Jean-Noël : On a entendu des Québécois, mais également des Suisses, des Belges, des Néerlandais et une personne de l'Oregon [Etats-Unis]. Certains modèles nous ont plus parlé que d'autres. Au Canada, le suivi des dossiers [le contrôle des procédures] se fait post-mortem, ce qui nous paraît inacceptable. On a observé les choix des autres pays en matière de modalités (soit euthanasie, soit suicide assisté, soit les deux), leurs conditions d'accès... Il y a un point statistique qui a marqué beaucoup d'entre nous, c'est le pourcentage relativement stable de demandes dans tous ces pays.
@pseudo : Pour ce qui concerne le "droit à mourir dignement", ma mère avait décidé cela en son temps. Le simple fait de savoir que la Belgique accepte son souhait l'avait soulagée. Elle est décédée chez elle, soulagée d’avoir le droit à mourir dignement, sans finalement y avoir recours. A méditer. merci
Jean-Noël : Pour nous, le choix individuel est important. Les intervenants nous ont plusieurs fois expliqué que le fait de disposer de la possibilité d'accéder à l'AAM suffit à beaucoup d'être rassurés sans pour autant la solliciter. Dans l'Oregon, où seul le suicide assisté est autorisé, 30% des gens qui ont sollicité l'AAM ne vont pas acheter le produit, 30% l'achètent et ne l'utilisent pas, et seuls 40% vont jusqu'au bout.
@Isa : Bonjour. Le travail de la convention semble bien refléter la position des Français et ses nuances. Je m’inquiète cependant du côté très conservateur de nos élus, notamment au Sénat, qui bloquent sur ces sujets depuis des années et semblent toujours sur la ligne de s’en tenir aux soins palliatifs. J’espère qu’on permettra enfin aux Français de choisir leur fin de vie en cas de souffrance. Bravo à cette convention pour son travail.

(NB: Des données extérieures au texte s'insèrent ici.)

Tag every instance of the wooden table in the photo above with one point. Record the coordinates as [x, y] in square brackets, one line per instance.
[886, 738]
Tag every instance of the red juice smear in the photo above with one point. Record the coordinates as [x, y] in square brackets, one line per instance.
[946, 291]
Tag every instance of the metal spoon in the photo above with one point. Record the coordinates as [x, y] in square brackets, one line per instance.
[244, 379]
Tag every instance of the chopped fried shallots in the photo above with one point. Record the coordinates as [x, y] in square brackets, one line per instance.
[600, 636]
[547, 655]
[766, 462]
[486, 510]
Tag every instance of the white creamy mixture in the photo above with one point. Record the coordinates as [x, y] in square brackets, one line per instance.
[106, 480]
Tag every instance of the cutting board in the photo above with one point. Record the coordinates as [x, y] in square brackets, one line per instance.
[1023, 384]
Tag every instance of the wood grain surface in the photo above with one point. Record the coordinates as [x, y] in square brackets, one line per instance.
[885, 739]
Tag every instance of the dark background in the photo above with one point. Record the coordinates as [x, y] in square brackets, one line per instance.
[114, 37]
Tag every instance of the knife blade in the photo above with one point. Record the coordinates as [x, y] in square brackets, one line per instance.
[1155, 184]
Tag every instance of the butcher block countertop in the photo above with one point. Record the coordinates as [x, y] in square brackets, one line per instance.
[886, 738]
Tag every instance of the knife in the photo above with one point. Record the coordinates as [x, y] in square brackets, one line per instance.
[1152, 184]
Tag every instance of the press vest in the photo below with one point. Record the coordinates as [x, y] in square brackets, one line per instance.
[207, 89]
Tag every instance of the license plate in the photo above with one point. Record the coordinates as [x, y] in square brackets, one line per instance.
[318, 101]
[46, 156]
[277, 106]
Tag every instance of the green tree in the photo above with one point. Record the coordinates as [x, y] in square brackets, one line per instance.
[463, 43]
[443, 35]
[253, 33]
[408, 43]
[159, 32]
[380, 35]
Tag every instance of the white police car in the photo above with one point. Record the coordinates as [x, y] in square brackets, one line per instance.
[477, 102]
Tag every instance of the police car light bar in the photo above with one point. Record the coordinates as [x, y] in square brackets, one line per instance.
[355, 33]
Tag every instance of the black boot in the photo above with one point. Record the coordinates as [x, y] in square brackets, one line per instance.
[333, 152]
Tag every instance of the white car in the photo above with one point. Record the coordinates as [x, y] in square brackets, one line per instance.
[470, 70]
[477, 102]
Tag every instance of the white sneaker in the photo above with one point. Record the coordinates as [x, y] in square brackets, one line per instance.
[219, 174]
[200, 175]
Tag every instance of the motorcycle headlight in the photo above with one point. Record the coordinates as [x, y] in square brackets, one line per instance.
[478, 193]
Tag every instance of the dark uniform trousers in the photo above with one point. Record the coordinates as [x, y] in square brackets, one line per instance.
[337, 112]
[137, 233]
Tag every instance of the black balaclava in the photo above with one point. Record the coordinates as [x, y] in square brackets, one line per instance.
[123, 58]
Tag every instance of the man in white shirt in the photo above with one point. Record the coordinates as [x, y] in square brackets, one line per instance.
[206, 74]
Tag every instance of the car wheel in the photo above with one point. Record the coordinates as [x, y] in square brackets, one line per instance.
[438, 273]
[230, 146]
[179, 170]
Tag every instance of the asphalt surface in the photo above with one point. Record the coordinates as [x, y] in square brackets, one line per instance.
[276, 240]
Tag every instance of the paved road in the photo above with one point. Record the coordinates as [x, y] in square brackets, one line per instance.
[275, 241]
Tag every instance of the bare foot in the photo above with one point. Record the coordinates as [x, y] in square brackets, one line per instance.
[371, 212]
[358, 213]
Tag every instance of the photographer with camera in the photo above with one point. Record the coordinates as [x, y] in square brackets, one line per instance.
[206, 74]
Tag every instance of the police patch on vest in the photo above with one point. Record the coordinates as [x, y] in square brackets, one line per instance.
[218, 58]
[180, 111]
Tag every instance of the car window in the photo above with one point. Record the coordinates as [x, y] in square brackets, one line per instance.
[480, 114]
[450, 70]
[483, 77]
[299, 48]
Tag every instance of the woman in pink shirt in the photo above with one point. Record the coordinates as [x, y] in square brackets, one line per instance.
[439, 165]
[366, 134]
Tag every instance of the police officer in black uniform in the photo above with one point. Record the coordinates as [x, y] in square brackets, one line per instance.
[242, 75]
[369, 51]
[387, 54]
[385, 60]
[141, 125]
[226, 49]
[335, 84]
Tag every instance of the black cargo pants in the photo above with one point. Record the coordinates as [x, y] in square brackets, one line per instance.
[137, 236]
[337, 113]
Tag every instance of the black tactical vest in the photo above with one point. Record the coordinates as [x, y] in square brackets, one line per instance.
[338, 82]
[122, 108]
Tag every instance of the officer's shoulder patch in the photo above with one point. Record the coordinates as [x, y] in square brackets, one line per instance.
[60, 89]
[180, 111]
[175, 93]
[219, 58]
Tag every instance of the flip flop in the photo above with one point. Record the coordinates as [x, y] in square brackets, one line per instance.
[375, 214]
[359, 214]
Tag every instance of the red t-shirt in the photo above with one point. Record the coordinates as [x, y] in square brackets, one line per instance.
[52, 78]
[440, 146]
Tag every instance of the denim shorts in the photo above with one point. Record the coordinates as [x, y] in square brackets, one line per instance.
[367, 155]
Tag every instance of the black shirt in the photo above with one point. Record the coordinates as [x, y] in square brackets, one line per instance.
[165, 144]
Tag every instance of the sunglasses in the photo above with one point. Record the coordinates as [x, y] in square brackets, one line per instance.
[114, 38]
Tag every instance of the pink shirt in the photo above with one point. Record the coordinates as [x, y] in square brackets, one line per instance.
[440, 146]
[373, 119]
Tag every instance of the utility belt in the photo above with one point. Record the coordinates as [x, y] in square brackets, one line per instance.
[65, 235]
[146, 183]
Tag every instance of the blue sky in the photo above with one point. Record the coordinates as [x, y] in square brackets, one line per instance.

Jean-Noël : On espère être entendus. Que ce soit les conventionnels qui sont contre, avec le développement des soins palliatifs, et ceux qui sont pour, avec une évolution concrète et claire de la loi. A mes yeux, la loi Claeys-Leonetti avait beaucoup de qualités, mais évitait le sujet principal, qui était de donner le droit à partir à ceux qui le souhaitaient et qui connaissaient des situations pathologiques où la mort semblait pour eux la seule issue.
@elisabeth : Pourquoi pas des conventions citoyennes sur des sujets économiques, comme la réforme des retraites ou le retour de l'ISF ?
Soline : Le principe d'une convention citoyenne est un exercice fort. Il donne les moyens à un groupe de citoyens de se former, s'informer et comprendre la complexité d'un sujet. Nous serions ravis d'être le début d'une longue liste (immigration par exemple).
Jean-Noël : Je suis arrivé assez dubitatif sur la possibilité de produire de l'intelligence collective dans un contexte de tirage au sort et je suis ressorti convaincu de la réussite de la convention. J'ai l'envie de voir ce modèle démocratique et citoyen se développer et prospérer.